The wounded healer: shamanism and analytical psychology
DOI:
https://doi.org/10.21901/2448-3060/self-2016.vol01.0009Keywords:
Self, individuation, shamanism, Junguian psychology, conscience, unconscious.Abstract
To help a person who is suffering is to try, from his history, to help him give meaning to his live. As we study other cultures and their myths, we are enriching the possibilities of getting close to our patient, helping him to find and to accept the myth that will govern his own life. The figure of the shaman is related to the myth of the wounded healer in various mythologies. In societies his figures corresponds to priest, physician, counselor and maintainer of the traditions of the group's culture.

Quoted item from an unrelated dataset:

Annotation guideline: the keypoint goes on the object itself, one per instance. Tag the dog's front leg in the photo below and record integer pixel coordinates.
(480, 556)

But the shaman must first go through an initiatory process, a heroic journey, before he can become a healer. The religious function is manifested in the initiatory processes and defines who is capable of being a representative: it arises from the need to understand symbols and their meanings, from the human universal contents. In the Jungian formation, the search to be an analyst takes place in the necessary junction of theory and analytic experience, and the analyst needs to submit himself to experiences that provide contact with the contents of the collective unconscious through techniques of dream analysis, active imagination, artistic production and others. Through the relationship of the deep unconscious psyche with the consciousness, the founding myths are updated, allowing the candidate to be an analyst who redeems his individuality in the search to help others to do the same.